A paper stirs a trillion-dollar market; the storage chip industry is collapsing...



No one expected that this Wednesday, when the U.S. stock market opened, the storage chip sector would encounter a "black day," with giant stocks all turning green—

By the close, Micron Technology fell 4%, Western Digital dropped 4.4%, Seagate declined 5.6%, and SanDisk was hit even harder with a 6.5% plunge.

The trigger for this sell-off earthquake was none other than Google's release of the TurboQuant compression algorithm.

As is well known, when large models run, KV caches are essentially "gold-eating beasts" in memory.

To avoid recalculating previous tokens, LLMs maintain a "working memory," which grows rapidly like a snowball as the conversation lengthens.

Google's TurboQuant offers an extremely "brutal" slimming solution:

First, it performs a "rotation" on the high-dimensional vectors in the KV cache, then switches to a different coordinate system to describe them, reducing memory overhead to zero.

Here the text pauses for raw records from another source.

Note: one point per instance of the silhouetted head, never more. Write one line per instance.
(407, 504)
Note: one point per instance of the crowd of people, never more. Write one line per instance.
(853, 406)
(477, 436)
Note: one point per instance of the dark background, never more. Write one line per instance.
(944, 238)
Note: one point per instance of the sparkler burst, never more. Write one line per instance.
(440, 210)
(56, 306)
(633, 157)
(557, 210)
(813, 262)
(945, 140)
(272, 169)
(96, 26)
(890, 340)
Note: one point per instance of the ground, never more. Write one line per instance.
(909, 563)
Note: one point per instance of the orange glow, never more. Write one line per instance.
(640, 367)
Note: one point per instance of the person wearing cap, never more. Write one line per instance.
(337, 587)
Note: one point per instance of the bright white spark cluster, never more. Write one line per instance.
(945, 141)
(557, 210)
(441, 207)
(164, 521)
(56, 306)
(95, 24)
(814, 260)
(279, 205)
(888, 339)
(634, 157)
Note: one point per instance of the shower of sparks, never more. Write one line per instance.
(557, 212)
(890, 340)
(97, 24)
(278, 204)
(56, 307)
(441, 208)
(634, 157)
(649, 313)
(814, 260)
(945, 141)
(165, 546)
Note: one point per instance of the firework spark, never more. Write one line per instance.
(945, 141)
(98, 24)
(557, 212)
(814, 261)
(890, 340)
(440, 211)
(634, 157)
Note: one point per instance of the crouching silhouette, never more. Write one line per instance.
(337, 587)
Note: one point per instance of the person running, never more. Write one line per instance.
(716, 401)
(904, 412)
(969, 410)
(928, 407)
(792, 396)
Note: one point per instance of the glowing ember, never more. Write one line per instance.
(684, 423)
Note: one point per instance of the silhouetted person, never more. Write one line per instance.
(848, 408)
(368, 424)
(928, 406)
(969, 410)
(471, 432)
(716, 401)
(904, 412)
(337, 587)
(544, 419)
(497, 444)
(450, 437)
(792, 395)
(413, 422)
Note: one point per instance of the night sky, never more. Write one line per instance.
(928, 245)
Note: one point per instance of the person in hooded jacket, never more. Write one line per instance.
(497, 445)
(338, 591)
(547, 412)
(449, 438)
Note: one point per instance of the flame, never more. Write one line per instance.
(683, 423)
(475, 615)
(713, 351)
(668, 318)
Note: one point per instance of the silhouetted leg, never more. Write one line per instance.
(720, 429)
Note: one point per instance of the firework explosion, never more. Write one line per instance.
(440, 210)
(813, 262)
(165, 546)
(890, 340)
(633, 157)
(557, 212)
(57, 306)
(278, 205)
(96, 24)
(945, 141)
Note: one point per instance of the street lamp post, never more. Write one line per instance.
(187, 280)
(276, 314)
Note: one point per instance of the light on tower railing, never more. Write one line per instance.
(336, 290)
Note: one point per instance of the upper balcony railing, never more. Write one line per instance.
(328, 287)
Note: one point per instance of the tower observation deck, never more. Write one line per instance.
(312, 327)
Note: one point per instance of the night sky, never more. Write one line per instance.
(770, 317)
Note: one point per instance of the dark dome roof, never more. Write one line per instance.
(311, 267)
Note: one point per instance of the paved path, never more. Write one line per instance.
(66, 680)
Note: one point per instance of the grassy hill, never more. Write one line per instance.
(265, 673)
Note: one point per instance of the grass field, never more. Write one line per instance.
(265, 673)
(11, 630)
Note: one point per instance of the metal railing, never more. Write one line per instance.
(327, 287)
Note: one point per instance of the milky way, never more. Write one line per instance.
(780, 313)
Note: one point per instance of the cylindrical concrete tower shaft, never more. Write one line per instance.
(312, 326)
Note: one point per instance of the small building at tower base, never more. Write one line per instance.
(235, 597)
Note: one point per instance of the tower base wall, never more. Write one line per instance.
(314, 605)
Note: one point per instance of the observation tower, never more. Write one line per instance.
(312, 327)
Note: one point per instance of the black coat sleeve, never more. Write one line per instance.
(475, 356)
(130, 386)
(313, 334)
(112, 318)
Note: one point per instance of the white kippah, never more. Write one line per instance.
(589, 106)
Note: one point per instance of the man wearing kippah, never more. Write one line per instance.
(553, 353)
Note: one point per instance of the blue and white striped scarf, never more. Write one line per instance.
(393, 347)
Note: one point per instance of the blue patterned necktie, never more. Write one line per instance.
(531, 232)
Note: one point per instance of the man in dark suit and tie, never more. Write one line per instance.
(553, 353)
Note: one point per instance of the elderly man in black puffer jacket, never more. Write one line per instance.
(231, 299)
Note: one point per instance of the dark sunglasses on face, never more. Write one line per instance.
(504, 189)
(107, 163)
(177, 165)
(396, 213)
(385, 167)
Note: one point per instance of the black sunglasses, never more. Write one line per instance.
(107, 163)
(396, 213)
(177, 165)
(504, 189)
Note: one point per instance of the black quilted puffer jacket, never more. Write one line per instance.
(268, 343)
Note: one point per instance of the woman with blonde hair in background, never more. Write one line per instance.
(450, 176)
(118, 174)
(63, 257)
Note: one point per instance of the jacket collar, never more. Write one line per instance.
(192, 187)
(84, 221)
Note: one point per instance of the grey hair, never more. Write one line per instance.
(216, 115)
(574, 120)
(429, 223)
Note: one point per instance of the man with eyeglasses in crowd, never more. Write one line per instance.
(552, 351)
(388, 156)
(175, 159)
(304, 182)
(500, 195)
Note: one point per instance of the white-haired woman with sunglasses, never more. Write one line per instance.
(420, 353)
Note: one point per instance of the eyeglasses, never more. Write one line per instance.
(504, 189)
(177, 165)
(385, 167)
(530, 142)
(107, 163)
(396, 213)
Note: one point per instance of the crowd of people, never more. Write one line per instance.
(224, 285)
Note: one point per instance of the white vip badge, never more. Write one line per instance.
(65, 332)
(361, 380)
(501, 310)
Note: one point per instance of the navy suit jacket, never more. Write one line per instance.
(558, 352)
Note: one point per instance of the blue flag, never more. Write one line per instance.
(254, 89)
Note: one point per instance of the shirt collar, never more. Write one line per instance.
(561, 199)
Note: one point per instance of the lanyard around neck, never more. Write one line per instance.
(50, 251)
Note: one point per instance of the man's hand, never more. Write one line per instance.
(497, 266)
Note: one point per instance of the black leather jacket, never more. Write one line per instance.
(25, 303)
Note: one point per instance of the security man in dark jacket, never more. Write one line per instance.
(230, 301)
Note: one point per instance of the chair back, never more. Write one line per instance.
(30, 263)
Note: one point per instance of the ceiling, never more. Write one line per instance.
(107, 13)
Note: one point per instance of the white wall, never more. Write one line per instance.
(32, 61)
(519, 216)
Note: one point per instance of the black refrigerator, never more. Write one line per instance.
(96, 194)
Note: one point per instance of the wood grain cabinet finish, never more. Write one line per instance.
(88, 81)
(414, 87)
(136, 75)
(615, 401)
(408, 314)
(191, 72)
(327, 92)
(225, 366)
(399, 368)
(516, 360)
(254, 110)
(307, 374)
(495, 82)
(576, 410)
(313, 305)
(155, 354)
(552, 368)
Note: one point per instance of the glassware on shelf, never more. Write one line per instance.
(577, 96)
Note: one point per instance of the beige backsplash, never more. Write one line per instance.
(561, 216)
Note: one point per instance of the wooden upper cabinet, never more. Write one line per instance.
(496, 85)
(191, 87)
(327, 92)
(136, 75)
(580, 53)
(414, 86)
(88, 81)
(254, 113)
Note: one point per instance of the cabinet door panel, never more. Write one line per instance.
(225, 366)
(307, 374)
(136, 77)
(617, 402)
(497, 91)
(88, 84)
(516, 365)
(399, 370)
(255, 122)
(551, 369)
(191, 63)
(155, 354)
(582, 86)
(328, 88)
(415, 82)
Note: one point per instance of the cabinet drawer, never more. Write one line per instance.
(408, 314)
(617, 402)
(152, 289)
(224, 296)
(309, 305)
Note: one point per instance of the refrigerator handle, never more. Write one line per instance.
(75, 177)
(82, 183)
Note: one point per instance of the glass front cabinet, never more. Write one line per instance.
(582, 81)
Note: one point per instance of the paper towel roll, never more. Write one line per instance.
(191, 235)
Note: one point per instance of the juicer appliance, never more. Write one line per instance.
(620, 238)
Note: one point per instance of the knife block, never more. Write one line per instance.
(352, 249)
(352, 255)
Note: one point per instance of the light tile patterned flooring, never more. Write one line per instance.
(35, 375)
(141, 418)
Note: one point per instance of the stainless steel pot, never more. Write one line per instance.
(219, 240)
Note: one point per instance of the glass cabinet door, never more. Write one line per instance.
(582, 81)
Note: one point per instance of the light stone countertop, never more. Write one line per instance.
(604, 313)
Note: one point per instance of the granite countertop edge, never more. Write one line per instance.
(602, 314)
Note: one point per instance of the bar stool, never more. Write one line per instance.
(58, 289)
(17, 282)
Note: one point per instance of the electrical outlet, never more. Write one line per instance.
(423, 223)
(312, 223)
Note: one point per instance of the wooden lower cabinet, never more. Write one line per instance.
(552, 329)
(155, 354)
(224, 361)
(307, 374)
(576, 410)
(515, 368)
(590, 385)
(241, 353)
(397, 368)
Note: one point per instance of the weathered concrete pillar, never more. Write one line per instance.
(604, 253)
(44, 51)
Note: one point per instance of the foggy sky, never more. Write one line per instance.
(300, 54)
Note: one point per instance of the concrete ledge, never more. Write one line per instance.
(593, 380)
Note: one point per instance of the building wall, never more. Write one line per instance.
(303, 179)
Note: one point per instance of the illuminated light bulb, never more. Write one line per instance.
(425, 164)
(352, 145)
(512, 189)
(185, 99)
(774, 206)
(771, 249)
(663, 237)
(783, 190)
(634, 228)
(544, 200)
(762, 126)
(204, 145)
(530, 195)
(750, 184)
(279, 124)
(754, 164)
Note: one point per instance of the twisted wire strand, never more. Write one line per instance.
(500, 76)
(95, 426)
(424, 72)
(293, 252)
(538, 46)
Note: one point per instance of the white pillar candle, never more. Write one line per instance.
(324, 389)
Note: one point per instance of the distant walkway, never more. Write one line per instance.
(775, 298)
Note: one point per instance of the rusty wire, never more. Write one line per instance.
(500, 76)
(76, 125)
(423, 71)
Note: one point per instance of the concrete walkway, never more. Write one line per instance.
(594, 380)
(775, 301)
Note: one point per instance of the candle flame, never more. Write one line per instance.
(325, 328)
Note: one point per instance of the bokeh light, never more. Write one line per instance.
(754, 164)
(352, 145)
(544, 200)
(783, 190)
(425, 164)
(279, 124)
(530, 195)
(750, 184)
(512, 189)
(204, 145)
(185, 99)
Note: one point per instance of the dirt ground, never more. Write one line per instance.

Next, it uses just 1-bit of extra space to insert a mathematical "calibrator" that precisely eliminates the systemic bias introduced by compression.

The TurboQuant paper will be officially published at ICLR 2026 next month.

The results are outstanding: without any retraining, TurboQuant compresses the cache down to an astonishing 3 bits.

This reduces KV cache overhead by a factor of 6, and importantly, inference performance is almost unaffected.

On the H100, compared to the 32-bit baseline, 4-bit computation speeds up attention processing by 8 times. Not only does it save space, but it also runs faster.